The unwritten vault
Where the songs live.
The band you are listening to should not exist.
Long before recorded history, before Pangea formed and broke apart, before the dinosaurs, the planet had another cycle. A world called Virelya. The geography is gone now. Plate tectonics ground its mountains to silt and pulled its continents back into the mantle. There would be nothing left to find. There is nothing left to find.
In Virelya, a woman named Selene screamed loud enough to break time. The grief she carried at that moment was dense enough to warp space the way matter does. What looked like a collapse from one direction was a rebound expansion from the other. She and everyone she loved were displaced through the geometry, emerging in the human centuries somewhere in the Dark Ages. They have lived through every era since. The wars. The cathedrals. The cold wars. They arrived in 2026 still carrying the memory of a world no archive remembers, because no archive could.

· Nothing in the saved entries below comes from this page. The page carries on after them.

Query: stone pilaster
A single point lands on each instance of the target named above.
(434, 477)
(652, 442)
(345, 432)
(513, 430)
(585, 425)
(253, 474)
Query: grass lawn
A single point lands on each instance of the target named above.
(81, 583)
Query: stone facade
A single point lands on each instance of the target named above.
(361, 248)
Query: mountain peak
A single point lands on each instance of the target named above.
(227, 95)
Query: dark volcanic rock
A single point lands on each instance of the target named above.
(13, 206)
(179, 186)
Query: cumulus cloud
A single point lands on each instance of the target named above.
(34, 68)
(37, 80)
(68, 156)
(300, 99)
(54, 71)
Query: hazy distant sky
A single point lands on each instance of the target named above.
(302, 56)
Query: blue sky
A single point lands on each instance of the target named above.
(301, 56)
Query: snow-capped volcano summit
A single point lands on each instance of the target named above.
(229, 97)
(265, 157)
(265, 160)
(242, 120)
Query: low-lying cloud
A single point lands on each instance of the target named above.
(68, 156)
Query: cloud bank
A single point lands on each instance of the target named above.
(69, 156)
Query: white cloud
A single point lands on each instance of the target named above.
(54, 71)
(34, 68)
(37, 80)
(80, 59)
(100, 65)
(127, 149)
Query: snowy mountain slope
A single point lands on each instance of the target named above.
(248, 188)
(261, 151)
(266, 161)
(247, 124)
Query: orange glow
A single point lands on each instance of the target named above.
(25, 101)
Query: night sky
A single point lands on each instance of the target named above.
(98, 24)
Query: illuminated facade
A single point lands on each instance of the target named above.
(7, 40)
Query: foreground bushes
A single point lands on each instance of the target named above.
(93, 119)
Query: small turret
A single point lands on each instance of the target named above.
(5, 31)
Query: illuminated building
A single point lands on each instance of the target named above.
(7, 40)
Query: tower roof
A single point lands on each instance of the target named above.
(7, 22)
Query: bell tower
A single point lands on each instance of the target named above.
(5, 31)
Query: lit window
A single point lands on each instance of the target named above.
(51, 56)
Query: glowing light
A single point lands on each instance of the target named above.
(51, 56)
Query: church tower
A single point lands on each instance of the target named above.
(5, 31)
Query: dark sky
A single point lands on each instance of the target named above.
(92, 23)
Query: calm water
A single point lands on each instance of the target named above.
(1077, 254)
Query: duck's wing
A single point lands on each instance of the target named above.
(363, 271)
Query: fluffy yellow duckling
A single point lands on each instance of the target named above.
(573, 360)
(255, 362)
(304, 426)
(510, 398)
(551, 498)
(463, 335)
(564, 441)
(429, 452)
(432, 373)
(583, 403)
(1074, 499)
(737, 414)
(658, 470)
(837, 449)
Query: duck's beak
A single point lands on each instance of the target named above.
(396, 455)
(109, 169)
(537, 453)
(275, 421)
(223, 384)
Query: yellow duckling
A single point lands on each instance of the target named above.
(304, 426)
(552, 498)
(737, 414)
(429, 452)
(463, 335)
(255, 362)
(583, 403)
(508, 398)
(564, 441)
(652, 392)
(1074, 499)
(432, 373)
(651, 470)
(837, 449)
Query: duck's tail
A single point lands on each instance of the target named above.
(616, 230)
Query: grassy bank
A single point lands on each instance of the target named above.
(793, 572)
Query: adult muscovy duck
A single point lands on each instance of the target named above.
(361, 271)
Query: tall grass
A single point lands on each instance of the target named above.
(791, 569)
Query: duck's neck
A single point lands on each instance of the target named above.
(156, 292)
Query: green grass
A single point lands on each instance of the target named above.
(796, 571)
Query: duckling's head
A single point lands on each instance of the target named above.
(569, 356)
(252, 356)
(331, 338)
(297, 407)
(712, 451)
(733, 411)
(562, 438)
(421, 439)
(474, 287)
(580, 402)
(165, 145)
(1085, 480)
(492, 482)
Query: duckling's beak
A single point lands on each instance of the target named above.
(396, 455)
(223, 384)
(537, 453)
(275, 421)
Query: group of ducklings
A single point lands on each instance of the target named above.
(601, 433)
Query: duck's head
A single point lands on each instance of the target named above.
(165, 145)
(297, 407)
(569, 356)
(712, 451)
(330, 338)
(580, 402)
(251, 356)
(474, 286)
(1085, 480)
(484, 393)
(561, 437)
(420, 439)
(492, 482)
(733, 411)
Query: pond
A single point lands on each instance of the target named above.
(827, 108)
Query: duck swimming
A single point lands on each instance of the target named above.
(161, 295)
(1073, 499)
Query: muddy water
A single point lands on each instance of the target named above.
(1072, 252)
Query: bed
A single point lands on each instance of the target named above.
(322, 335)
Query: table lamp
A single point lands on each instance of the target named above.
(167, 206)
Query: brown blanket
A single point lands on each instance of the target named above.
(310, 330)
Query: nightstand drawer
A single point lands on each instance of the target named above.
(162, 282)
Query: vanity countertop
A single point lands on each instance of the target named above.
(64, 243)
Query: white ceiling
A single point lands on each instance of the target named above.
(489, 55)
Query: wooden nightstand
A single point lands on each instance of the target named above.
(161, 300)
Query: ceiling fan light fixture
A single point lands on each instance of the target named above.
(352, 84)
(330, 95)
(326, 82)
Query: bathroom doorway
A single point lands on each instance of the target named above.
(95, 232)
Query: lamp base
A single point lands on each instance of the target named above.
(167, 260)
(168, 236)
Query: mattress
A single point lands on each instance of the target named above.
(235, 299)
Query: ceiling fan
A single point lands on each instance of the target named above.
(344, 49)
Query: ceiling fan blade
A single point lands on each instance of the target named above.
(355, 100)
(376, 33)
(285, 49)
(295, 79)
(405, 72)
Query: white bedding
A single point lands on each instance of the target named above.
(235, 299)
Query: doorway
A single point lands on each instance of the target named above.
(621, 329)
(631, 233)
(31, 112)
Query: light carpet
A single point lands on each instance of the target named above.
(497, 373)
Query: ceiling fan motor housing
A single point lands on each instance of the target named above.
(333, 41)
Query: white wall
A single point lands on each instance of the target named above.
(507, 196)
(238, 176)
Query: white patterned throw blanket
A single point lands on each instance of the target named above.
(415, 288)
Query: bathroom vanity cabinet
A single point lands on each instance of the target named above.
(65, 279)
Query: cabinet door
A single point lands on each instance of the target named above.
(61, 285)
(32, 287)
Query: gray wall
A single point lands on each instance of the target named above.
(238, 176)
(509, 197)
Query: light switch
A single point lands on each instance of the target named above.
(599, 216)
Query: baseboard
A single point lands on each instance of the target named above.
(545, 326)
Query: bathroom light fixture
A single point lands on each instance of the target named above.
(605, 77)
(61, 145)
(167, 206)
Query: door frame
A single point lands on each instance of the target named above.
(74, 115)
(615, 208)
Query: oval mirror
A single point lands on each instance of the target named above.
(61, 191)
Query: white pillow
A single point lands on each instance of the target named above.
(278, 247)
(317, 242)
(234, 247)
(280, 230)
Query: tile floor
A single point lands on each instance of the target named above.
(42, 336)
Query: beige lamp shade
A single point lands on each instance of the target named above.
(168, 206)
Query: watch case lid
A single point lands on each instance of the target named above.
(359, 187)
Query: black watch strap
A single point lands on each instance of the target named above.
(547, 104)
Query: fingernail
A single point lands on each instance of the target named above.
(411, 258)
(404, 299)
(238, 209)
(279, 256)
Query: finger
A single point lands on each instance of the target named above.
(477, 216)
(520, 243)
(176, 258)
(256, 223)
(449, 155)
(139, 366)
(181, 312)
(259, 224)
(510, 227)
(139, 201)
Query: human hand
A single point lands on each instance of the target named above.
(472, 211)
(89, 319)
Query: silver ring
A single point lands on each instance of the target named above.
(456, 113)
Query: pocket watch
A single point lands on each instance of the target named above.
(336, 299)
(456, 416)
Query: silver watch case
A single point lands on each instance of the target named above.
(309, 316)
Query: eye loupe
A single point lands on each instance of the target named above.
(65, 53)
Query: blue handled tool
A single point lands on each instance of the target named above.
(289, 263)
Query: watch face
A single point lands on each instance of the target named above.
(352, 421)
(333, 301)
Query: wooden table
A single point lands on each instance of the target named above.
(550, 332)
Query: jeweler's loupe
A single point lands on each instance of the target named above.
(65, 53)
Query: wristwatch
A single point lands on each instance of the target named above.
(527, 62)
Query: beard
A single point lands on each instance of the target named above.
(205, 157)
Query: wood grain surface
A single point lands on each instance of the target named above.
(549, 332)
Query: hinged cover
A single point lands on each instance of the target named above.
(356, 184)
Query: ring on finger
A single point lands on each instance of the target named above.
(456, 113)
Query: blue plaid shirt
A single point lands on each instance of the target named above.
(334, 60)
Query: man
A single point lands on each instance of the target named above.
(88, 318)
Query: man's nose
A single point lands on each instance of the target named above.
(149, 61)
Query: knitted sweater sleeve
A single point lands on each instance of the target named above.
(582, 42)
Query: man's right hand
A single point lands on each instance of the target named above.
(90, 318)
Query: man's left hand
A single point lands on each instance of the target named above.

The mechanism is real. For a century, physicists have been describing the underlying geometry. Einstein's manifold where past and present coexist. Retrocausal signal theory where dense events send echoes in both directions through time. What black holes actually do at the threshold of collapse. The novels just give it a name. Grief has its own gravity. Some of it accumulates rather than dissipates. Sometimes there is enough of it to fold the continuum.
The band makes music now. Some of it lives in the centuries before the scream. Some of it lives in their right-now. All of it is real to them.
The scream itself, and the love that broke it open, is in the novels.